TEST-TAKING TIP: In this scenario, the nurse must determine which of a group of find- ings discovered on a neonatal assessment is unexpected. It is important to realize that a patient may exhibit normalcy in
the majority of ways, but still may have a problem that needs further assessment or intervention. It is essential for nurses not to have tunnel vision when caring for clients.

28
Q

The nurse is about to elicit the Moro reflex. Which of the following responses should the nurse expect to see?
1.When the cheek of the baby is touched, the newborn turns toward the side that is touched. 2. When the lateral aspect of the sole of the baby’s foot is stroked, the toes extend and fan outward.
3.When the baby is suddenly lowered or startled, the neonate’s arms straighten outward and the knees flex.
4.When the newborn is supine and the head is turned to one side, the arm on that same side extends.

A

Ans: 3 - When the baby is suddenly lowered or startled, the neonate’s arms straighten outward and the knees flex.

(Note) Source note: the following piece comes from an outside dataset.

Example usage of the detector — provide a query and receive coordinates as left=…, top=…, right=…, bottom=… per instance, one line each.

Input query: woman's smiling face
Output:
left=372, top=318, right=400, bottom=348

  1. This is a description of the rooting reflex.
  2. This is a description of the Babinski reflex.
  3. This is a description of the Moro reflex. When the baby is suddenly lowered or startled, the neonate’s arms straighten outward and the knees flex.
    4.This is a description of the tonic neck reflex.

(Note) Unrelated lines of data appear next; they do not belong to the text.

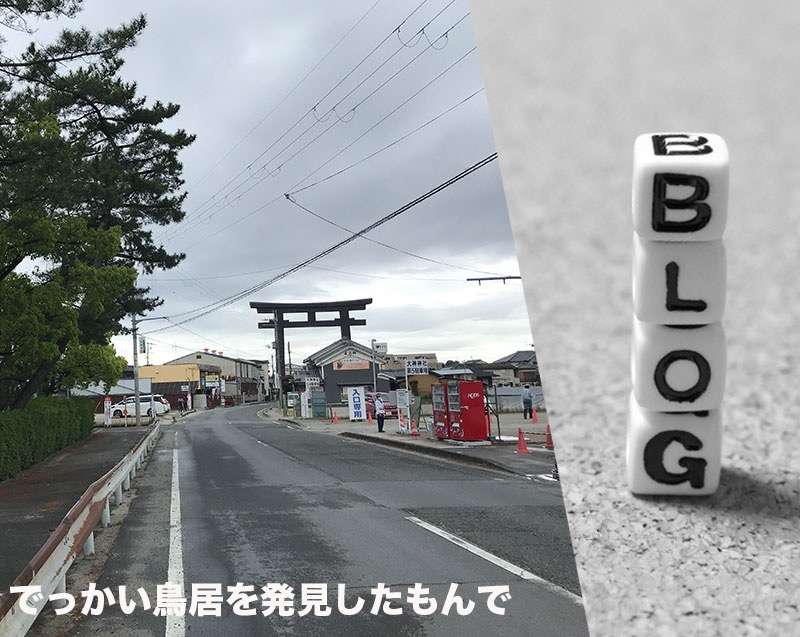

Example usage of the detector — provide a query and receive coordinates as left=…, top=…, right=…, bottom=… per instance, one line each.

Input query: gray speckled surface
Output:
left=473, top=0, right=800, bottom=637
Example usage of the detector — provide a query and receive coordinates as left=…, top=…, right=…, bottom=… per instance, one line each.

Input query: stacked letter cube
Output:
left=627, top=133, right=728, bottom=495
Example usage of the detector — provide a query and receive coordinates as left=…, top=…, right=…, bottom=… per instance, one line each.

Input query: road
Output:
left=56, top=406, right=586, bottom=637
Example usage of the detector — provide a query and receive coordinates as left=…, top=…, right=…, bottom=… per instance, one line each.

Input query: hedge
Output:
left=0, top=397, right=94, bottom=480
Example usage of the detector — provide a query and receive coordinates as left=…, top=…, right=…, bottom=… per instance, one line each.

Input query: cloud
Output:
left=14, top=0, right=530, bottom=360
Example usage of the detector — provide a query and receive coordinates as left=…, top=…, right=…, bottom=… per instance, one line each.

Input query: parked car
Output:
left=367, top=391, right=397, bottom=418
left=111, top=394, right=171, bottom=418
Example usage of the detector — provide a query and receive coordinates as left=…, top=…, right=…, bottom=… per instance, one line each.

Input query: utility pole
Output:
left=132, top=314, right=142, bottom=427
left=369, top=338, right=378, bottom=397
left=131, top=314, right=166, bottom=427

TEST-TAKING TIP: The test taker must be familiar not only with the reason for eliciting reflexes but also with the correct technique for eliciting the actions.

29
Q

To check for the presence of Epstein’s pearls, the nurse should assess which part of the neonate’s body?
1. Feet.
2. Hands.
3. Back.
4. Mouth.

A

Ans: 4 - Epstein’s pearls—small white specks (keratin-containing cysts)—are located on the palate and gums.

TEST-TAKING TIP: The question is not a trick question. Some test takers, when asked a fairly direct question, believe that the questioner is trying to trick them
and choose an alternate response to try
to outfox the examiner. The test taker should always take each question at face value and not try to read into the question or to out-psych the questioner.

30
Q

The nurse is assessing a neonate in the newborn nursery. Which of the following findings in a newborn should be reported to the neonatologist?
1.The eyes cross and uncross when they are open.
2. The ears are positioned in alignment with the inner and outer canthus of the eyes.
3. Axillae and femoral folds of the baby are covered with a white cheesy substance.
4.The nostrils flare whenever the baby inhales.

A

Ans: 4. The nostrils flare whenever the baby inhales.

  1. Pseudostrabismus—eyes cross and uncross when they are open—is normal in the neonate because of poor tone of the muscles of the eye.
  2. Ears positioned in alignment with the inner and outer canthus of the eyes is the normal position. In Down syndrome, ears are low set.
  3. Vernix caseosa covers and protects the skin of the fetus. Depending on the gestational age of the baby, there is often some left on the skin at birth.
  4. Nasal flaring is a symptom of respiratory distress.

TEST-TAKING TIP: At first glance, the test taker may panic because each of the responses looks abnormal. Again, it is essential that the test taker know and apply neonatal normals.